[llvm-dev] RFC: [SmallVector] Adding SVec<T> and Vec<T> convenience wrappers.

Mon Nov 16 14:43:35 PST 2020

On Mon, Nov 16, 2020 at 2:12 PM David Blaikie <dblaikie at gmail.com> wrote:

> On Mon, Nov 16, 2020 at 1:55 PM Mehdi AMINI <joker.eph at gmail.com> wrote:
> > On Mon, Nov 16, 2020 at 12:55 PM David Blaikie <dblaikie at gmail.com>
> wrote:
> >>
> >> I will say I'm not a huge fan of adding even more names for things in
> >> this fairly core/common use case (now we'll have even more vector
> >> names to pick from) - can we use default template arguments so we can
> >> write SmallVector<T> instead of SmallVector<T, N> and would that
> >> address some of the use cases proposed here?
> >
> >
> > I won't claim it is perfect, but the added names are a compromise over
> rounds of reviews with the folks in the revision. In particular I'm quite
> concerned that a default value for N on the SmallVector does not carry the
> intent the same way, and is too easy to miss in review (or while reading
> code).
>
> I'm not quite following here - what sort of problems do you anticipate
> by readers missing the default value for N?
>

Reading code `SmallVector<SomeType>` does not express that it is
*intentional* to leave of the value for N. It can easily be just forgotten,
and it could easily be implicitly `0`, and as a reviewer (or code reader
later) I don't know if this is was intentional or not. This is why I am
quite opposed to "loosen" the current requirement on SmallVector: a
different name for a different intent is better fitting to me.

>
> >  To me the drawbacks are outweighing the benefits too much.
> > Also, `SmallVector<LargeType>` would end-up with N==0 implicitly,
> without an easy way to figure it out that there is no actual inline storage
> while reading the code.
>
> Why would it be necessary to figure that out?
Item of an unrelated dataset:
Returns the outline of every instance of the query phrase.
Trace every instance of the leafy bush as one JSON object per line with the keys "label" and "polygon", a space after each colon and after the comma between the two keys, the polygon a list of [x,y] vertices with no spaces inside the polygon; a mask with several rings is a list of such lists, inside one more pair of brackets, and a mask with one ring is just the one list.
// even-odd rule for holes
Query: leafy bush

If we generally feel the
> right default inline storage happens to be zero in that case and that
> SmallVector will pick a good default (including possibly 0) that seems
> like a good thing to me. (why would we call out zero specially, if we
> want to avoid calling out other values explicitly)
>

I think this is an API that is "easy to misuse", I don't see any advantage
to it while it has drawbacks: why would we do that?

>
> > An alternative was to reserve the default to only "small object" so that
> N isn't zero, but there isn't a platform independent way of doing that and
> keep the code portable I believe. So `SVec<T>` is really saying: "I am
> willing to pay for some limite inline storage if possible but I don't have
> a N in mind".
>
> That quoted statement still sounds like it could encapsulate the
> possibility of 0 too, though. "limited inline storage if possible"
> could be "and the answer to that constraint is zero in this case - but
> if you happen to make the T smaller, it could become non-zero
> organically/without the need to touch this code" (as the N could vary
> organically between non-zero values as struct sizes change too)
>

Yes the quoted statement says exactly that! This is why I don't like having
this behavior on SmallVector: this is a different semantics / intent
that the programmers have and this is something that I like being able to
read differently.
 SVec does not accept a `N`: if I read SVec<Type> there can't be a possible
accidental omission of N here. It has to be a choice between
`SmallVector<SomeType, 4>` and `SVec<SomeType>` but not
`SmallVector<SomeType>`.

> Finally the simple `llvm::Vector` case to replace `SmallVector<T, 0>` is
> because it is frequently preferable to `std::vector` but still isn't
> readable or immediately intuitive and so is rarely used in practice (see
> https://www.llvm.org/docs/ProgrammersManual.html#llvm-adt-smallvector-h
> for the documented points on N=0).
>
> I'm not sure llvm::Vector/Vec would necessarily make it more often
> used in practice. Maybe a bunch of cleanup and more specific wording
> in the style guide that would ban std::vector might help more there.
>
> Though I agree that it may be suitable to have a clear name for
> SmallVector<T, 0> since the "Small" is slightly misleading (though not
> entirely - it's important for the "SmallVectorImpl" benefits of
> SmallVector - so renaming it to Vector and still using it via
> SmallVectorImpl<T>& might also be confusing).
>
> >> Got any sense of the total value here? Major savings to be had?
> >>
> >> (if SmallVector<T> can do what your proposed SVec<T> does, that leaves
> >> the Vec<T> - could you expound on the benefits of SmallVector<T, 0>
> >> over std::vector<T>? I guess the SmallVectorImpl generic algorithm
> >> opportunities? Though that's rarely needed compared to ArrayRef.)
> >> If SmallVector<T> would suffice then maybe Vec<T> could be
> >> ZeroSmallVector<T>? Not sure.
> >
> >
> > ZeroSmallVector<T> does not really address your "more vector names to
> pick from" concerns,
>
> Somewhat - if SmallVector<T> can be used instead of SVec<T> then we
> have one fewer name and less convention to base the Vec<T> on (since
> it won't have the SVec<T> sibling), so picking a name closer to the
> existing SmallVector might be more viable/helpful.
>
> > and it is longer than `SmallVector<T, 0>`: shouldn't we aim for the
> "default case" to be the easiest to reach / most intuitive to pick?
> `llvm::Vec` looks like "just a vector".
>
> Somewhat - but Vec is an abbreviation that isn't really used otherwise
> (if we consider SVec as well, I'd still push back on the introduction
> of the abbreviation for both cases)

One aspect of the naming is to avoid one not being a prefix of the other
(IDE completion, etc.) or them being too close to differentiate.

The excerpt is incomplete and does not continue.